Di fatto, con un po’ di coraggio, l’Italia avrebbe potuto fare di più per impedire l’ennesima beffa consumata sotto i nostri occhi ma occorrerebbe dare ai militari  regole d’ingaggio più aggressive che certo l’attuale governo, come i precedenti, non avrebbe la capacità politica di autorizzare.

Del resto l’Operazione Mare Sicuro (nome infelice che rischia di venire sbeffeggiato  ancor più di “Mare Nostrum”) ha dimostrato con questo episodio di non essere in grado di esprimere una credibile deterrenza nei confronti delle bande libiche mentre l’assistenza riservata ai 10 mila immigrati clandestini portati in Italia negli ultimi giorni induce ormi tutto a considerare che le navi italiane e le poche europee dell’operazione Triton concretamente non fanno altro che proseguire l’opera di accoglienza umanitaria perpetrata da Mare Nostrum.

Ieri il viceministro degli Esteri, Lapo Pistelli, ha condannato senza appello Triton affermando che "il dispositivo non è sufficiente. In 90 giorni ha salvato 1.700 persone, nello stesso periodo la nostra Guardia Costiera ne ha salvate 17 mila, dieci volte di più". Il problema che sembra sfuggire anche un politico attento e preparato come Pistelli è che nella gara a chi porta più immigrati sulle nostre coste l’unica a perdere è l’Italia perché senza respingimenti il flusso non avrà mai fine e perché non siamo in grado sul piano finanziario e sociale di accogliere queste masse e non si è mai visto uno Stato aiutare così alla luce del sole criminali e terroristi ad arricchirsi pur sapendo chi lucra sui traffici di esseri umani.
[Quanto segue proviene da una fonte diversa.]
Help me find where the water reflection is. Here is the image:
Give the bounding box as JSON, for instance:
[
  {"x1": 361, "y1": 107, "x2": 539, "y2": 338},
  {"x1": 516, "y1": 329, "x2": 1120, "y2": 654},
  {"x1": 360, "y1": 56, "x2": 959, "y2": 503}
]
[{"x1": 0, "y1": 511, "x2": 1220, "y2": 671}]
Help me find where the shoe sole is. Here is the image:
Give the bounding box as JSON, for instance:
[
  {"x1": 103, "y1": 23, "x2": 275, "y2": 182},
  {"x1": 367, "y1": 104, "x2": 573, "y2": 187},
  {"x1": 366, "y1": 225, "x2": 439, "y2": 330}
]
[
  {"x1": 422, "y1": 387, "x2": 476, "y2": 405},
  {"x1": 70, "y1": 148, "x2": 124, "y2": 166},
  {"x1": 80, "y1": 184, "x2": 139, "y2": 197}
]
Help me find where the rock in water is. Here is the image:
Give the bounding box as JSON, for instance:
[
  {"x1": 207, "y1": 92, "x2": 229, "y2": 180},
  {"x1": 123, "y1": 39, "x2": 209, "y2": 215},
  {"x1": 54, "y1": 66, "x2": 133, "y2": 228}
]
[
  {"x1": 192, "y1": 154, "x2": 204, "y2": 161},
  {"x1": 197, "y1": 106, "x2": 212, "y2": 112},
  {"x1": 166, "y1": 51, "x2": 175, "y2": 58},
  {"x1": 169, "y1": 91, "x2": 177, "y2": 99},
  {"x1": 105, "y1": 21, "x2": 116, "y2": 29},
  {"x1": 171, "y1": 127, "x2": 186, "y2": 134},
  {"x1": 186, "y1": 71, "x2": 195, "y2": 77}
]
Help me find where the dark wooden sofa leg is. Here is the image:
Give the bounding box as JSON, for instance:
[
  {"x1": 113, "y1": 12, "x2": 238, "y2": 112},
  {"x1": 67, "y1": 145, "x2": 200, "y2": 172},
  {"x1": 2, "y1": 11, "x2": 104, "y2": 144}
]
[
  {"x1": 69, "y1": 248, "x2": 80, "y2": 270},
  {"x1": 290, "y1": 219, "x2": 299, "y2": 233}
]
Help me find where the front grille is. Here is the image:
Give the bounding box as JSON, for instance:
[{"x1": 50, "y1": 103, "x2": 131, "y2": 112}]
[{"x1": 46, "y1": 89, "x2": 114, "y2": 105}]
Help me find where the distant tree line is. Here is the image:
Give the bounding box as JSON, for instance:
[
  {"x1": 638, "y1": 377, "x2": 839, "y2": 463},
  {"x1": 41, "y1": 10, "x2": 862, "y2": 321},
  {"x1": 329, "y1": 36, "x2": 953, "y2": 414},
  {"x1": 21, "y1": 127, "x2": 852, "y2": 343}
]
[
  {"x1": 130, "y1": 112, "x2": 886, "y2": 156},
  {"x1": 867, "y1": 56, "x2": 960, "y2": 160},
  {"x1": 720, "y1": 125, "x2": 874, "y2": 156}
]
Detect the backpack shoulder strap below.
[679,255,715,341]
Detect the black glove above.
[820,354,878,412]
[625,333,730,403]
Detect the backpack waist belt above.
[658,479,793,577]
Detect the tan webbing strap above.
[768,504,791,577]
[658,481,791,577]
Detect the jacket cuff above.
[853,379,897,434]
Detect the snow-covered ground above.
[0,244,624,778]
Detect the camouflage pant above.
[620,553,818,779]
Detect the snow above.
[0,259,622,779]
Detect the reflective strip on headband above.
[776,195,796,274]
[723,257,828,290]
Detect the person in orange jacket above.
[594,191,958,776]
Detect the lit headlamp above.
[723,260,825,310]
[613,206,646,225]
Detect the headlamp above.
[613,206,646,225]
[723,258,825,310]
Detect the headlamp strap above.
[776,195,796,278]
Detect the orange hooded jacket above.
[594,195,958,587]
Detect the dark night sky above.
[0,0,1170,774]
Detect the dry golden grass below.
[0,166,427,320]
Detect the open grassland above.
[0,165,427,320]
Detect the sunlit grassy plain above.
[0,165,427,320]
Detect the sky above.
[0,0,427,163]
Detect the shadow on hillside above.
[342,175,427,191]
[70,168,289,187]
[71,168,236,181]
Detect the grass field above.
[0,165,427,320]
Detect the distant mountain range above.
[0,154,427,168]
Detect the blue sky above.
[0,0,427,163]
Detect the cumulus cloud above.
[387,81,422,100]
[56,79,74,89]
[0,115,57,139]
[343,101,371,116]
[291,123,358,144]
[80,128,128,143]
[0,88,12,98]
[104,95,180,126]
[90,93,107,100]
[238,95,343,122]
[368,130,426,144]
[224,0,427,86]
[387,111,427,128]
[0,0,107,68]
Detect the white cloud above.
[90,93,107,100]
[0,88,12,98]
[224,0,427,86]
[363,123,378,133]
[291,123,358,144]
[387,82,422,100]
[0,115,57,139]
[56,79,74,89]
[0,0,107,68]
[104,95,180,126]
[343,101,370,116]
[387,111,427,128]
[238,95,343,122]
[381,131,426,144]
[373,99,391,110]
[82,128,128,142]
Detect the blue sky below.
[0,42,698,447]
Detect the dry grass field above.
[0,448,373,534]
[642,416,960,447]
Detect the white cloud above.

Del resto i flussi di immigrazione clandestina potrebbero ancora più intensi, se i trafficanti disponessero di un numero adeguato di barconi. Molti report hanno segnalato un boom di furti di imbarcazioni in tutti i porti del Mediterraneo meridionale e orientale, crimini tesi ad alimentare le esigenze dei trafficanti di uomini mentre indiscrezioni riferiscono di una frenetica attività in atto nei piccoli cantieri navali sulla costa tunisina che un tempo realizzavano pescherecci con scafo in legno e ora si limiterebbero a varare il più rapidamente possibile spartani barconi commissionati dalle “cosche” libiche.